Tuesday, November 22, 2011

Catching Plagiarism in the 21st Century

Today’s educators and administrators struggle to promote the honest, thoughtful, and legal use of information by students, in a world of ever-changing technology.  With access to billions of Internet source documents, students can “cut-and-paste” entire written passages in seconds.  This, combined with a growing emphasis on performance and assessment, has led to pervasive use of unoriginal content in student essays and research papers.  In 1996, a group of University of California-Berkeley professors recognized the problem this posed to the academic world and developed a program we know today as“Turnitin.com”.

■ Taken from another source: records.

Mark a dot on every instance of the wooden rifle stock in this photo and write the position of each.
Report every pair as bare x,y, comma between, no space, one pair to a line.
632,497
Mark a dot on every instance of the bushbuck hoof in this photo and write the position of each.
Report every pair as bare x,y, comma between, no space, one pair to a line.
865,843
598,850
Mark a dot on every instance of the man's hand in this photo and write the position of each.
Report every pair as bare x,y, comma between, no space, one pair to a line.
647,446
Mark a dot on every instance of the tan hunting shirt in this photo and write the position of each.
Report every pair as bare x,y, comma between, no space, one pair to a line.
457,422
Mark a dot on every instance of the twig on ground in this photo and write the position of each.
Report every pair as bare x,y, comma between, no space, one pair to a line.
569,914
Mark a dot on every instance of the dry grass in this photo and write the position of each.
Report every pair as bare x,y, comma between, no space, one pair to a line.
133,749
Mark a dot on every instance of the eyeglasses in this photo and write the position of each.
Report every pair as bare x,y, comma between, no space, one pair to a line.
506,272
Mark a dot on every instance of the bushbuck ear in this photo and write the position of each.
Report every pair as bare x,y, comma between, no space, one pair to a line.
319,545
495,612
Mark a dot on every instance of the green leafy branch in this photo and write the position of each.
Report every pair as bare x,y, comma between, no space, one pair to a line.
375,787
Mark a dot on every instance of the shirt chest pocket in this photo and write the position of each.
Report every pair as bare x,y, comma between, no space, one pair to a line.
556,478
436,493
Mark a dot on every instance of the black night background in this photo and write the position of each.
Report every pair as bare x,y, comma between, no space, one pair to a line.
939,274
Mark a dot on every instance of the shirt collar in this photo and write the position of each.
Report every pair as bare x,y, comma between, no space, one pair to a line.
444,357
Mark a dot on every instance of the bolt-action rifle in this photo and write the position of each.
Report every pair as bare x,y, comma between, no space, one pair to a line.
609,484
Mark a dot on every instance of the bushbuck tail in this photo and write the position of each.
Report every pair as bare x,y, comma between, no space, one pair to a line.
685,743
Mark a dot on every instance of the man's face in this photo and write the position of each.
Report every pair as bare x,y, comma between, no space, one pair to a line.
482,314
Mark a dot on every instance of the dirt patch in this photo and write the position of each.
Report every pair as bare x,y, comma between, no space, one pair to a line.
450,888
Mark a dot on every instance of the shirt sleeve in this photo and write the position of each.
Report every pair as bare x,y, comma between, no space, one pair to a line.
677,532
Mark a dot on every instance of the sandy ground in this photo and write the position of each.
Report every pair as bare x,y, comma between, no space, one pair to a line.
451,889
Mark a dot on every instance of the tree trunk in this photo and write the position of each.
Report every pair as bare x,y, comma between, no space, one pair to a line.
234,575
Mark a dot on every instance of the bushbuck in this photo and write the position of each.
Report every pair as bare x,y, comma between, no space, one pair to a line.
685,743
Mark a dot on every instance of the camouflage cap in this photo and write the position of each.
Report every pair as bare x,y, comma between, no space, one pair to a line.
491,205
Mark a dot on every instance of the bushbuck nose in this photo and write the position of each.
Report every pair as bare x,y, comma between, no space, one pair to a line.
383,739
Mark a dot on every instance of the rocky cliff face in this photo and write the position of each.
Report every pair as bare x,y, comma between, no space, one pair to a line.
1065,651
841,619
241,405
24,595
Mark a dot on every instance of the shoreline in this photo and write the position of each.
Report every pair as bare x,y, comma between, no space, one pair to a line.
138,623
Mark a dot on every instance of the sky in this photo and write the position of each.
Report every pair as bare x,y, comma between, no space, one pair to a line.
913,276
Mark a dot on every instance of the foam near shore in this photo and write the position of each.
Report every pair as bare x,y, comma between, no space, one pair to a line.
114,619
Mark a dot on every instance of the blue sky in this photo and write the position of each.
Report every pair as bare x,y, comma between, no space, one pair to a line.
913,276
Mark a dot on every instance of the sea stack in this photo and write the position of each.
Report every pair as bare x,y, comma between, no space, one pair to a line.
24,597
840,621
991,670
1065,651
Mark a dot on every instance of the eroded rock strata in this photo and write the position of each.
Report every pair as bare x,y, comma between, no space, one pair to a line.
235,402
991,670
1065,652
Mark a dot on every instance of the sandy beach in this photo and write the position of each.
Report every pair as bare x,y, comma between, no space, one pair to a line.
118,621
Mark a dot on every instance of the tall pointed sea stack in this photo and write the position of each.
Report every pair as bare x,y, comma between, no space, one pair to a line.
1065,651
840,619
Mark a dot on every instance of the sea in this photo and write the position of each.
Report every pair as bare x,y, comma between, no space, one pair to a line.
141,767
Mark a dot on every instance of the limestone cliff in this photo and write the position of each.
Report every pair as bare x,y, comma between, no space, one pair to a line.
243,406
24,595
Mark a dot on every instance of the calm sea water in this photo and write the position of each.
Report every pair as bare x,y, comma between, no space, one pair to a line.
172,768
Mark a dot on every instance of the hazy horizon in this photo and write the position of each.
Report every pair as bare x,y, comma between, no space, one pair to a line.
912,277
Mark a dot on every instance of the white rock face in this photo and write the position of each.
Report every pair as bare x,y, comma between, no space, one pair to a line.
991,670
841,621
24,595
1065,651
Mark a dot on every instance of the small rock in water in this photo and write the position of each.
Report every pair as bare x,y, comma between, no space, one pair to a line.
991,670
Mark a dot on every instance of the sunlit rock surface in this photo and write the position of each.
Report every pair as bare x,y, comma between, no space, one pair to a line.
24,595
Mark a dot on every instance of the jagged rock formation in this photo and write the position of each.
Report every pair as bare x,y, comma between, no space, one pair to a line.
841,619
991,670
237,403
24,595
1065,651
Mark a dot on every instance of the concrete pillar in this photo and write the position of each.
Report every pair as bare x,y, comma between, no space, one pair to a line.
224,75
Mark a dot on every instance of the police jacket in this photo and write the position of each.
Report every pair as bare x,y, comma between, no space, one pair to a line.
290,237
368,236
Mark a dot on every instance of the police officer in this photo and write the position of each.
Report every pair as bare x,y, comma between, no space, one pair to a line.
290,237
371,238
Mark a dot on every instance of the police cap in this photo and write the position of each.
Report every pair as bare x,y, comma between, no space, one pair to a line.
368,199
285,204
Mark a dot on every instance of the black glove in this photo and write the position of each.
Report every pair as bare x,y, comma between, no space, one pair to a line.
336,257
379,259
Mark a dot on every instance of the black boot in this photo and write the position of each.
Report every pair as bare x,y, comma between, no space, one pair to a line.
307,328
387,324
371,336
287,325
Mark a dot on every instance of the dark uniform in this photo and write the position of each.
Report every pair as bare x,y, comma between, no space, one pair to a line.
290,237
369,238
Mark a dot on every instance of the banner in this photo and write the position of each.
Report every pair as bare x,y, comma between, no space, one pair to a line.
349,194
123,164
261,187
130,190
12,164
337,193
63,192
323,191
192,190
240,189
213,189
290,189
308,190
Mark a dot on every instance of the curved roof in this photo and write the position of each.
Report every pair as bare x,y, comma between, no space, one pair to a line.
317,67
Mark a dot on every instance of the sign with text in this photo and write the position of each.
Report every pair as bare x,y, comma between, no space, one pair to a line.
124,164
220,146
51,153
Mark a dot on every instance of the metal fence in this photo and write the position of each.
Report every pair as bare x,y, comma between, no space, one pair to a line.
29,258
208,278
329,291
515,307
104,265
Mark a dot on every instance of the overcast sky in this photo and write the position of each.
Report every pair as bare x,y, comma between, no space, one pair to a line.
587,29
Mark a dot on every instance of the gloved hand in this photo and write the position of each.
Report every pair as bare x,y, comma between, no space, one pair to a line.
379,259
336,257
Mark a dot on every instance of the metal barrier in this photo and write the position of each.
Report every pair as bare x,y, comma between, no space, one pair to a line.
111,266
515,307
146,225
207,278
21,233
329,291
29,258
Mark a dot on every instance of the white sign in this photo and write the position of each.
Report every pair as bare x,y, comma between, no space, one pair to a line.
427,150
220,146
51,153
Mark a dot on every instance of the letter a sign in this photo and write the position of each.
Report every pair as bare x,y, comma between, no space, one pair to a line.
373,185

 Currently used by over 10,000 educational institutions spanning 126 countries, “Turnitin.com” has over 150 million student papers, 100,000publications, and 14 billion web pages of information compiled in their database.  An increasing number of classes at GLHS require the site to be used for research papers and essays.  Most of these classes will have you make a login and then periodically use the account throughout the year to "turn in" papers. The site compares the writing that is turned in to all of the items it has amassed electronically and at speeds exponentially greater than any previous methods.  The goal of the site is to make students create work with more original content and learn appropriate ways to use and cite source material, all by discouraging plagiarism.  They want students to know it's okay to use information from other sources, but to know how to give credit to those sources.  But does it work?

             Well, a statistical analysis of 7 years of data from high school and college submissions to Turnitin.com, found that after two years, instances of unoriginal content and plagiarism in student writing decreased by 20 percent or more. After four years, educational institutions experienced improvements of 35 - 70 percent.  Other independent research studies show that “Turnitin.com” is substantially more effective than manual plagiarism detection methods.  Teachers no longer have to spend hour after hour using online search engines to identify plagiarism.  A recent survey of educators showed that “Turnitin.com” not only reduced plagiarism, but also helped improve student writing skills, reduced instructor workloads and increased the productivity of both students and teachers. 

Benefits like these help to maximize the educational impact that schools like GLHS can have.  However, I still think there can be ways to improve the system.  Sometimes when I'm writing a research paper that is to be sent to "Turnitin.com", I'll find myself focusing more on rewriting the information to minimize any chance of unintentional plagiarism, rather than write what I think sounds best.  Perhaps my fear of unintentional plagiarism is irrational, but I wish there was a free alternative to "Turnitin.com" that could give me instantaneous input on my writing before I sent it to "Turnitin.com".  I think a good policy for GLHS would be for teachers to explain and demonstrate how the site works at the beginning of the year, so students can clearly understand what risks there are with unintentional plagiarism.  In spite of this, I believe that the use of “Turnitin.com” greatly benefits students and teachers by deterring academic misconduct in an age of technological dominance.